I had previously used these in pretty little amounts per day – Instagram and Snapchat to talk to my friends, and YouTube to actually learn stuff. Now they were promoting this content, and I couldn’t help getting sucked back in. I’ve tried to quit in the past, but with limited success.
So how did it go this time?
My criteria consisted of:
For the most part, I was able to avoid using most social media throughout the week — so, my first piece of advice to anyone looking to limit their usage is to make it a challenge. I had previously tried to just quit cold turkey with nothing really to hold me accountable. This was a suboptimal tactic.
I wrote the first part of this article a week ago today, and putting my intentions on paper was a major reason I managed to hold myself (mostly) accountable.
I found it extremely disturbing just how wired my brain was to crave social media — on the first day, as I sat and worked on this article, I felt an urge to open Instagram. It was pretty standard, just like any other urge to open your phone when you’re working.
You don’t realize until you ignore it, however, that your brain almost treats it like a need. I had this compulsion to start working and distract myself with social media that wouldn’t stop nagging me.
On multiple occasions, I accidentally opened something up without thinking because it was my default reaction to boredom. I would promptly close it when my conscious brain caught up to what I was doing, but it was truly incredible that it was just a reflex for me.
It was frustrating at first, but after the first few days of not giving into my cravings, I began to stop feeling them. Our brains are highly malleable, and while it is all too easy for social media to rewire your brain, you have the ability to rewire it back with just a bit of willpower.
This is not to say by any means that I am free from the clutches of social media. This is where the “mostly accountable” part comes into play—I still posted on my story for my best friend’s birthday and reposted a major achievement by some of my peers on my story.
Obviously, using social media to celebrate your friends is objectively one of its most positive uses, and I immediately closed the app after I made each of these posts. But even if my brain now feels less wired to crave short, distracting content, I still felt a compulsion to post these things. This might be a problem unique to me, but it almost feels like there is a performative aspect to celebrating my friends that has been wired into my brain by social media.

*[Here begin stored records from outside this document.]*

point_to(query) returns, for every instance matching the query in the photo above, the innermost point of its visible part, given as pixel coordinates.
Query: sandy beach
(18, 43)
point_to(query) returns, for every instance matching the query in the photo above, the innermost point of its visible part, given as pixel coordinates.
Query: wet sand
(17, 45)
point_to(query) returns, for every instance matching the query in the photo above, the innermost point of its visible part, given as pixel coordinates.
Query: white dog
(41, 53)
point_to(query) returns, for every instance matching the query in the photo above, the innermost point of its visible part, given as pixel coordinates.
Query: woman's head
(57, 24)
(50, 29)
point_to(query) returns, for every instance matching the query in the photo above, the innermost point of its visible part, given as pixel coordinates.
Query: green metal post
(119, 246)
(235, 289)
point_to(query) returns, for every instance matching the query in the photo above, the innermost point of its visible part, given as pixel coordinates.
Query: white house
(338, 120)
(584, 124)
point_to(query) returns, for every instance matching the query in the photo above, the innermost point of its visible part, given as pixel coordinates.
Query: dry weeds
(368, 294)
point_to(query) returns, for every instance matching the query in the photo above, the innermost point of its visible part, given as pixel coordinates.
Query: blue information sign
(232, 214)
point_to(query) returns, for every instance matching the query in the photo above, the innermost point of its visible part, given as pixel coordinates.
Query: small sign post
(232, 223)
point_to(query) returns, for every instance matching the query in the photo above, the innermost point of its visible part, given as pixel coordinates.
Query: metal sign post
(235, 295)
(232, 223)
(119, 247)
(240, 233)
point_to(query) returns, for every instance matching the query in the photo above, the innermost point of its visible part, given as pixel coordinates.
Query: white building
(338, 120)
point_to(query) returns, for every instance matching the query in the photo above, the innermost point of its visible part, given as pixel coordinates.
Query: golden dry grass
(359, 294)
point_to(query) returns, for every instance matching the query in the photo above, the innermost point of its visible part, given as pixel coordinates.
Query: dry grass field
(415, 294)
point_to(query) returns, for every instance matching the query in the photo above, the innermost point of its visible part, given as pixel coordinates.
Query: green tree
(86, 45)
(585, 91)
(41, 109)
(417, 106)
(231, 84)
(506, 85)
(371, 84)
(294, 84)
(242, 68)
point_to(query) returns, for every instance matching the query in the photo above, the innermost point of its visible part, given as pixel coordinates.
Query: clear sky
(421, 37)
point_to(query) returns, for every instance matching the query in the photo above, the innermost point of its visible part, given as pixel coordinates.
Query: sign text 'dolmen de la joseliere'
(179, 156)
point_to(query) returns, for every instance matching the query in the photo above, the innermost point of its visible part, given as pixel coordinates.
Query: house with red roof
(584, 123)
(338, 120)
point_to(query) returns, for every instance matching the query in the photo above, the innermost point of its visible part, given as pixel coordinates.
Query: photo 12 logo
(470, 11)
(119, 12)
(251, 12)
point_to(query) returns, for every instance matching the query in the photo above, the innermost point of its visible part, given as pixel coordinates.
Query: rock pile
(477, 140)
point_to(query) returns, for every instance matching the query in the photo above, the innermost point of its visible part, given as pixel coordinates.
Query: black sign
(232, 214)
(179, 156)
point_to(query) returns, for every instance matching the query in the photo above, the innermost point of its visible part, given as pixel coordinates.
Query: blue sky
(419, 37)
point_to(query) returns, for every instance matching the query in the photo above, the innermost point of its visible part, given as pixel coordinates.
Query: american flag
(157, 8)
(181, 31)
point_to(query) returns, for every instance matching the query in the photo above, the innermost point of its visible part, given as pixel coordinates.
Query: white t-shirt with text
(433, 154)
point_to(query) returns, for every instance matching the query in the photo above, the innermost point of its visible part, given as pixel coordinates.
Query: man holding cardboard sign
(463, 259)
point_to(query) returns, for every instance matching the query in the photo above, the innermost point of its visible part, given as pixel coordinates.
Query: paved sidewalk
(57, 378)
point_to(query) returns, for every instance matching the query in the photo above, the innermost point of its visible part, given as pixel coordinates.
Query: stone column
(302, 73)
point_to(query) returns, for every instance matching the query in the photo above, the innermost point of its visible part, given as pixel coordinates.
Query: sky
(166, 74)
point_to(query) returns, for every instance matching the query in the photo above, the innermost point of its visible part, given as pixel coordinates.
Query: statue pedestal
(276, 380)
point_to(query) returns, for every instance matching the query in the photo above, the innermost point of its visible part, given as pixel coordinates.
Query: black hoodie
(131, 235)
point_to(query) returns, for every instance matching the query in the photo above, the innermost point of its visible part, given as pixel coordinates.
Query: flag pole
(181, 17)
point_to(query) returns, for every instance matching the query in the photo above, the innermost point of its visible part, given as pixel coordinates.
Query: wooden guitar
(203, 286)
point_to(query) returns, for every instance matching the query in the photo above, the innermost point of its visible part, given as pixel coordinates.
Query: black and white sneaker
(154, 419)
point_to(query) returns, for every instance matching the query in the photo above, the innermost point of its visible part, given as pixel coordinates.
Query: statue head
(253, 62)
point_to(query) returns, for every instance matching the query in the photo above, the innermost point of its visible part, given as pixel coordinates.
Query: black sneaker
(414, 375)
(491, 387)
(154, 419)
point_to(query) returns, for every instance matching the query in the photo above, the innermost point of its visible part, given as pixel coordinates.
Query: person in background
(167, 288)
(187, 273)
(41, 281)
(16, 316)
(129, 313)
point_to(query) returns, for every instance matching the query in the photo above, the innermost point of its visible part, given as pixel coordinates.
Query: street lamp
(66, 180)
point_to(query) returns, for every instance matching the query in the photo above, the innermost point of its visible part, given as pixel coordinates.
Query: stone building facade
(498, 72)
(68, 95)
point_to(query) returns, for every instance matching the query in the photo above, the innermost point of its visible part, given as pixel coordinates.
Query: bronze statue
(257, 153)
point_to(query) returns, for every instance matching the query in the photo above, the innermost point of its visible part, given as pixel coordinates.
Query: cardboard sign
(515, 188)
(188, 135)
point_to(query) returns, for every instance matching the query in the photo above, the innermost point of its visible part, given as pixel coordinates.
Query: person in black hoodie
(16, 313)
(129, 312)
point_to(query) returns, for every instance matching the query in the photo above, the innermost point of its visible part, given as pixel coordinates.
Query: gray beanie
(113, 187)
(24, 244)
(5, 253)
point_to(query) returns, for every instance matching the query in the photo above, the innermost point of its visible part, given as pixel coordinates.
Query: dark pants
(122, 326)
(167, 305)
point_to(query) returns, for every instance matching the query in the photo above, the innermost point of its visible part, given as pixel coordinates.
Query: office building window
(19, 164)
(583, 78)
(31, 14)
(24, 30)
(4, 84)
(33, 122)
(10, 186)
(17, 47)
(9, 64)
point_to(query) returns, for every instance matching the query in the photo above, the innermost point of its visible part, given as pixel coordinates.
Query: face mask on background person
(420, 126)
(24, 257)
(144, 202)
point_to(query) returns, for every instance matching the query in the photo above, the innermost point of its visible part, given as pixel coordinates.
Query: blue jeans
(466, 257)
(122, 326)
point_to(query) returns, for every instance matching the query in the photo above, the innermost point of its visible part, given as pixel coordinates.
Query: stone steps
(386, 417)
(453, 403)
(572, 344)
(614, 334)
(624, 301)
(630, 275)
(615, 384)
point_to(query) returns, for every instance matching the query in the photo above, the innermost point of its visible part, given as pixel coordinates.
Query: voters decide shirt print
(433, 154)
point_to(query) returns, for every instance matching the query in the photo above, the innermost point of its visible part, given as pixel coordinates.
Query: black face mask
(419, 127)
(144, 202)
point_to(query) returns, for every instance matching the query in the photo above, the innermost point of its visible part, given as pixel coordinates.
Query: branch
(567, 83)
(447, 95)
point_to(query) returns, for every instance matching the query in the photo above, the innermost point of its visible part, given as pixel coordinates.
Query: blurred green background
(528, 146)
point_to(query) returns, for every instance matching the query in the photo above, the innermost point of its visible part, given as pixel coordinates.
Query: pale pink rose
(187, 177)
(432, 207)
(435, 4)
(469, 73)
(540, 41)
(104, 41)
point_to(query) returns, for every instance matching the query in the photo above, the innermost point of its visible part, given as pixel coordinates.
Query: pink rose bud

Technically I violated my challenge to do this—does it matter in the end? No, I violated my challenge to do something nice. But it is interesting that social media holds so much weight in my life that it mattered so much to me that I did it when a nice message probably would have sufficed.
Finally, I’d like to add that my screen time didn’t really go down as significantly as you might expect—from about four and a half hours the previous week down to three and a half.
I found that I spent more time texting friends and reading the news when I was bored. Is it unfortunate that I still felt the need to pick up my phone when I didn’t know what to do with myself? Yes, very much so. But even though I wasn’t able to make a substantial change to my time on my phone, I felt that the time I spent online wasn’t interrupting my workflow and it made me happier. I get a lot more out of texting a friend back than I do from watching a video I won’t remember in about two minutes.
It’s about the small victories. It’s not such a substantial, glamorous change as those influencers who make the switch to a flip phone, but I would still highly recommend giving it a try. While my week of restricting myself is technically up, it doesn’t feel so much like a restriction anymore.